Fluorocarbon Vorfach binden

Wer Rapfen oder Barsche fangen will, kommt an einem Fluorocarbon-Vorfach nicht vorbei. Ganz wichtig ist dabei, für dessen richtige Anbindung an die Hauptschnur zu sorgen.

Bester Knoten fürs Vorfach

Als Raubfischangler braucht man vor allem fürs Angeln auf Rapfen und Barsche ein durchsichtiges Vorfach, das optimalerweise aus Fluorocarbon besteht. Wer allerdings das Fluorocarbon-Vorfach direkt an die Hauptschnur binden möchte, kommt an einem speziellen Knoten, der zwei Schnüre unterschiedlicher Durchmesser fest zusammen halten muss, nicht vorbei.

Der berste Knoten, der zwei unterschiedlich dicke Schnüre fest und bündig miteinander verbindet, ist der sogenannte Albright-Knoten. Dieser Knoten ist nicht nur relativ einfach zu binden sondern weist auch noch 90% Schnurfestigkeit auf, was verglichen mit anderen Angelknoten ein sehr guter Wert ist.

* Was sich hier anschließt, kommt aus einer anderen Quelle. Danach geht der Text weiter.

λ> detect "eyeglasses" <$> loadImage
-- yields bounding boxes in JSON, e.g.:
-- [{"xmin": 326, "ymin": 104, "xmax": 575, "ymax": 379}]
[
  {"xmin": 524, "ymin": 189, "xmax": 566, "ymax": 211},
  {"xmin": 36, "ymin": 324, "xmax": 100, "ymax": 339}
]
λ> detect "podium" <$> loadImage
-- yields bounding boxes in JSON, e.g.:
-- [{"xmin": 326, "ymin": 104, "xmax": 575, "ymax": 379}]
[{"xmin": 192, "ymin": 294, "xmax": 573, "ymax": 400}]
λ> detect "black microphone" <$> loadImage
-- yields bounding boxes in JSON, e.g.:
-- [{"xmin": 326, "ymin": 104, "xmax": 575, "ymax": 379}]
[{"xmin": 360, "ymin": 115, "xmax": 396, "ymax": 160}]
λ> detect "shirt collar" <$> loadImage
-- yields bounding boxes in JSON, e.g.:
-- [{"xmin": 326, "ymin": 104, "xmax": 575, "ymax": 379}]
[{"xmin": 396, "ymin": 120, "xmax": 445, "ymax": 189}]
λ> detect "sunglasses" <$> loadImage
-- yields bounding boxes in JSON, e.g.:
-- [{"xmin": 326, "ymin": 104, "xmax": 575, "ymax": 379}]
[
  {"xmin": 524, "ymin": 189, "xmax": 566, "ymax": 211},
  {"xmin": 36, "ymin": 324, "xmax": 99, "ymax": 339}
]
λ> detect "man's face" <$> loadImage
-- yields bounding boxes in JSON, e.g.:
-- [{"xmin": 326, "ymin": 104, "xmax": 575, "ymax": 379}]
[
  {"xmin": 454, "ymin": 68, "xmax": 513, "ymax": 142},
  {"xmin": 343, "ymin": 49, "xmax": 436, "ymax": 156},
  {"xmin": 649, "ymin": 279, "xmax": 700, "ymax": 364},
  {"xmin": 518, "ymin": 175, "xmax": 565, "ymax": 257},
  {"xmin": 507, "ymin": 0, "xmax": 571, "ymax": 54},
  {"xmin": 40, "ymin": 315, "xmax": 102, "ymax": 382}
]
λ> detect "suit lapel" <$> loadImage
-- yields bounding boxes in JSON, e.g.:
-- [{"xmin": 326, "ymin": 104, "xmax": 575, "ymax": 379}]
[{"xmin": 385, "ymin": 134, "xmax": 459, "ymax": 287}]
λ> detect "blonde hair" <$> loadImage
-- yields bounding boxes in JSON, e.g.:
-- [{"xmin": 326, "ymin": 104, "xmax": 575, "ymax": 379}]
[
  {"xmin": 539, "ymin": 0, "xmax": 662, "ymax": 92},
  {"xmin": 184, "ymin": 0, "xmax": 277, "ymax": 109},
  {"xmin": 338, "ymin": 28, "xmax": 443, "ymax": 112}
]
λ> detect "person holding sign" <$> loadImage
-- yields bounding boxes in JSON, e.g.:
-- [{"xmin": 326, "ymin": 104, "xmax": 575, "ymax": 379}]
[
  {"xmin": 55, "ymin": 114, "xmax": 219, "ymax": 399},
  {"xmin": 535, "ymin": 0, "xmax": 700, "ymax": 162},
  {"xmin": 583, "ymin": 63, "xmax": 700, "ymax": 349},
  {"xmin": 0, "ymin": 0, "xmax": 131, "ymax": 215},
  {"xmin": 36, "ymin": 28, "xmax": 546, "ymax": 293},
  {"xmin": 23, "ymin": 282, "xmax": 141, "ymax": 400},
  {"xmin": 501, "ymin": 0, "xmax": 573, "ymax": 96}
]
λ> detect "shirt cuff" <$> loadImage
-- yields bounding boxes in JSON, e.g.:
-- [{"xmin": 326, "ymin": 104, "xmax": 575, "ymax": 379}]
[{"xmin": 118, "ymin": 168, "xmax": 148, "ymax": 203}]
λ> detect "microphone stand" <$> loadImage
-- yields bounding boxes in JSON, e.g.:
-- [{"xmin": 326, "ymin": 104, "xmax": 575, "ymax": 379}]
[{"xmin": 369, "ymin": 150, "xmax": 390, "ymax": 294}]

Darüber hinaus hat Albright-Knoten eine flache Form, sodass er auch mal durch die Rutenringe hindurchrutschen kann.

Alternativ mit No-Knot verbinden

Auch wenn Allbright-Knoten eine relativ hohe Festigkeit besitzt, bleibt immer noch das Restrisiko, dass das Fluorocarbon durchrutscht oder die Hauptschnur an dem Knoten reißt. Außerdem ist es manchmal eine ziemliche Frickelarbeit, die beiden Schnüre am Wasser zusammen zu binden, wenn dafür weder die Geduld noch die richtige Kondition vorhanden sind.

Fluorocarbon mit Palomar-Knoten

Fluorocarbon mit Palomar-Knoten

Deshalb kann man beim Anbinden vom Fluorocarbon alternativ einen No Knot Verbinder benutzen, an den das Vorfach mithilfe Palomar-Knoten gebunden wird. Zum Einen ist Palomar-Knoten sehr einfach zu binden und zum Anderen hält er mit seinen 98 % Schnurfestigkeit noch mehr aus als Albright-Knoten (90%). Wenn man allerdings sehr feine Schnur und sehr leichte Köder beim Angeln benutzt, würde sich No-Knot Anbindung nicht empfehlen, weil jeder No-Knot ein Zusatzgewicht bedeutet, wodurch das Spiel des Köders negativ beeinflusst werden kann.